0

I have a cronjob that executes every minute that uses awscli s3 sync command for syncing my website with a S3 bucket.

It seems the command sometimes run for a very long time for no apparent reason :

20613 bitnami   20   0  191876  48668   9756 R 30.3  2.4   1:22.43 /usr/bin/python3 /home/bitnami/.local/bin/aws s3 sync --delete /opt/bitnami/apps/wordpress/htdocs s3://nutriti-code

In this example, the files are already synced as there is nothing new on the source to transfer to the S3 bucket.

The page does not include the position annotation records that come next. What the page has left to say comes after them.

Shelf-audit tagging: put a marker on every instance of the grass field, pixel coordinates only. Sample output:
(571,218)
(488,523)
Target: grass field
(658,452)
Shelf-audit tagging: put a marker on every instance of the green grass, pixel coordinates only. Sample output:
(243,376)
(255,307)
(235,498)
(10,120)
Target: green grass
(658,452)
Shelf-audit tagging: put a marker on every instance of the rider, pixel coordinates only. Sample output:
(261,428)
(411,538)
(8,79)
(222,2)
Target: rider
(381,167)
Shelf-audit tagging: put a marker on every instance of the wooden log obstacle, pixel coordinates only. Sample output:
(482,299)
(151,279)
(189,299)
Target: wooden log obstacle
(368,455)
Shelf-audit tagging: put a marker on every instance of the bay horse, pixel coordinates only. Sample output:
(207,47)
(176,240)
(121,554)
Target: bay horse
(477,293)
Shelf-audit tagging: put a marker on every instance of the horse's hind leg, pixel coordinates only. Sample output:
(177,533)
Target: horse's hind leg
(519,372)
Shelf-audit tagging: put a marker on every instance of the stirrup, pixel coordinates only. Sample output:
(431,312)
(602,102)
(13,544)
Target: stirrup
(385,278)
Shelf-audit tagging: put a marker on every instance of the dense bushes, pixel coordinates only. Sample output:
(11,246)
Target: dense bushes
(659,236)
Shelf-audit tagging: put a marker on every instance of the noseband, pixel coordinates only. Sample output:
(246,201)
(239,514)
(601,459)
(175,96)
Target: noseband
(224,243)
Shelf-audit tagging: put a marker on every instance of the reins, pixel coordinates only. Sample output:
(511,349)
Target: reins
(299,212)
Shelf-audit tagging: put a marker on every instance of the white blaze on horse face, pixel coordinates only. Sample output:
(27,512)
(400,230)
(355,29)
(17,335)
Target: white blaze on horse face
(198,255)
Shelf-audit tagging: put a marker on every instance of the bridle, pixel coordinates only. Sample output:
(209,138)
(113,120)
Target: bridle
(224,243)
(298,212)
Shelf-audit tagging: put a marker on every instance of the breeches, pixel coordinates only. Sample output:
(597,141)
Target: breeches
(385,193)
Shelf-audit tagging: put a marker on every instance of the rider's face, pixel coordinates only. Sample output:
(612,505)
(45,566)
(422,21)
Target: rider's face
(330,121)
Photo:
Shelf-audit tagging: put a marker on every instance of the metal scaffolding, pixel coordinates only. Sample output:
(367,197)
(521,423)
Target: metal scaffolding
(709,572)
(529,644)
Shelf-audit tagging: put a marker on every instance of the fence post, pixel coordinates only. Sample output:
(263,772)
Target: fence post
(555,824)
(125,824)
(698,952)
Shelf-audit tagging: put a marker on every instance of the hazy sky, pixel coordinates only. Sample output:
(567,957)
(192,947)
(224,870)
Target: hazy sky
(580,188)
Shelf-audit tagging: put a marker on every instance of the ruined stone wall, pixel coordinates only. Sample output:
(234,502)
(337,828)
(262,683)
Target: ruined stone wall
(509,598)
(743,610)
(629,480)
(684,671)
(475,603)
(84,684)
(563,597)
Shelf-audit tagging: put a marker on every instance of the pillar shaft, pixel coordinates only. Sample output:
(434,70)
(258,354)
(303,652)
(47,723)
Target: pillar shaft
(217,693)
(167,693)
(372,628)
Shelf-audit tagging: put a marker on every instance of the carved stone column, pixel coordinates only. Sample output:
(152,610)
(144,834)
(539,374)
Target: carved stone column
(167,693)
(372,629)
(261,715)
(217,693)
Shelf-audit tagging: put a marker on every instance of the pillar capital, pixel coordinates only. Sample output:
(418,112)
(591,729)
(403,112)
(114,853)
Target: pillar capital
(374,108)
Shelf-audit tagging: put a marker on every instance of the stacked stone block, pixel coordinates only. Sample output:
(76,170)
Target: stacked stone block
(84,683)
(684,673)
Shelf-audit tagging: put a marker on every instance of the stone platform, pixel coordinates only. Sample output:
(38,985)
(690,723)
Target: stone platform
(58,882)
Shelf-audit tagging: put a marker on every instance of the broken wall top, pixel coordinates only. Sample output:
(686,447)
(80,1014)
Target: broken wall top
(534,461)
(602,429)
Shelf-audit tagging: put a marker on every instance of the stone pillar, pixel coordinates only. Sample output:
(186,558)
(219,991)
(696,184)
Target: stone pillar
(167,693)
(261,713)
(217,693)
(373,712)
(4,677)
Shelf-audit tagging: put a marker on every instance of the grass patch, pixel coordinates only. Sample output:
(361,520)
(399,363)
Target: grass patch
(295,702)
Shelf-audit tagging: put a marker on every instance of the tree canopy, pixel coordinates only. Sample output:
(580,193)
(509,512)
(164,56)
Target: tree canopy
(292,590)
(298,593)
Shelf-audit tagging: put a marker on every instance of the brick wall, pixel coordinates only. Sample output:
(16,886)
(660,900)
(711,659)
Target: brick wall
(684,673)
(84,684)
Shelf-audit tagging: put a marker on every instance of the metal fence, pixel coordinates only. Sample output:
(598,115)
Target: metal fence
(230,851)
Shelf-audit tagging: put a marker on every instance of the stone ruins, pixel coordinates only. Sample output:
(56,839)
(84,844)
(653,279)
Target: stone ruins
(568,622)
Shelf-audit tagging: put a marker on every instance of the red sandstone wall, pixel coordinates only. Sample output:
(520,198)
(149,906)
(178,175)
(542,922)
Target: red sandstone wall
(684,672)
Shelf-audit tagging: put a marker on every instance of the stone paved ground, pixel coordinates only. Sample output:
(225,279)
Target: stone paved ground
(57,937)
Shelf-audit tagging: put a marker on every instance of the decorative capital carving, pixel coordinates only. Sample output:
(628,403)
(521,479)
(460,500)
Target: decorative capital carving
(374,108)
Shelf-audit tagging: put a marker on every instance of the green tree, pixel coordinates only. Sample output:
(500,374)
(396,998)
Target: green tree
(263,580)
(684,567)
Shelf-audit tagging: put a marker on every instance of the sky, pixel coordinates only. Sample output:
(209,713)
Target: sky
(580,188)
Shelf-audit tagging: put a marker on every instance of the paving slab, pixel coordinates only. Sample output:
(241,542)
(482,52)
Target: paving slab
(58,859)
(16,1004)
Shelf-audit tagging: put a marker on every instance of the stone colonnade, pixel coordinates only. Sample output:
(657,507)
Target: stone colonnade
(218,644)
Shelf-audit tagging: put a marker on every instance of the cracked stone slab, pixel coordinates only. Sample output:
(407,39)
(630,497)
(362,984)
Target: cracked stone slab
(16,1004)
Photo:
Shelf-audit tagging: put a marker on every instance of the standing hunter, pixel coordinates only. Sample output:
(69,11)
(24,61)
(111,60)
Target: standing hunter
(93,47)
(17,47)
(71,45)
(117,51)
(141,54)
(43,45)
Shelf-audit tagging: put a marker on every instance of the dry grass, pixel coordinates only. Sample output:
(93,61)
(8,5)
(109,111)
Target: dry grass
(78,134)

I cannot see any log in the /var/log/syslog except the confirmation that the command has executed successfully

Also my files are synced correctly.

Why would the command run for as long as 1m22s and more if there is nothing to sync ?

I am wondering why the command take so much time because there is nothing to sync and an S3 object will be downloaded if the size of the S3 object differs from the size of the local file, the last modified time of the S3 object is newer than the last modified time of the local file, or the S3 object does not exist in the local directory. The last modified time of the local file is changed to the last modified time of the S3 object.

wlarcheveque
  • 131
  • 1
  • 2
  • 6
  • 2
    How can it determine if there is nothing new to sync? – Michael Hampton Mar 13 '19 at 18:22
  • Increasing parallelism may help (`aws configure set default.s3.max_concurrent_requests 50`) but if there are a lot of files (thousands/millions) it's always going to take a while to figure out *what* to sync. – ceejayoz Mar 13 '19 at 18:22
  • 1
    How many files are being sync'd? Are you using an S3 gateway, which could reduce latency? Why do you need your website sync'd every minute? If you're trying for a low RPO there are other ways of doing it. What risks or threats are you trying to protect your website from with sync's this often? I think a different approach is needed. – Tim Mar 13 '19 at 18:29
  • @MichaelHampton Does't `sync` command only sync the difference between source and target comparing timestamps ? Maybe I did not understand correctly. @ceejayoz Thanks, I will look into this. There are not so many files (3000 max). @Tim I am not using S3 Gateway I will ook into this. I change the cronjob to 10 minutes. I am using a writer node to S3 bucket and the Instances created by my AutoScalingGroup are reading nodes that will do the opposing sync to get the application files. I want to make sure my Instances have up-to-date application files. You are right one-minute is overkill. – wlarcheveque Mar 13 '19 at 18:54
  • @ceejayoz I changed the max_concurrent_requests and my problem still persists. The sync command runs for a long time and multiple sync command run at once until the host because unhealthy for the ELB. – wlarcheveque Mar 14 '19 at 18:36
  • I also suppose it is not normal that I have 4-5 different `aws s3 sync` processes running the same command at the same time. – wlarcheveque Mar 14 '19 at 18:59

1 Answers1

1

I suggest you have User Data run a sync command when instances launch, as well as a command to force update of the operating system (eg yum update -f, from memory, though that might not be quite right). Rather than syncing at intervals you might be better off with a manual or semi-automated approach.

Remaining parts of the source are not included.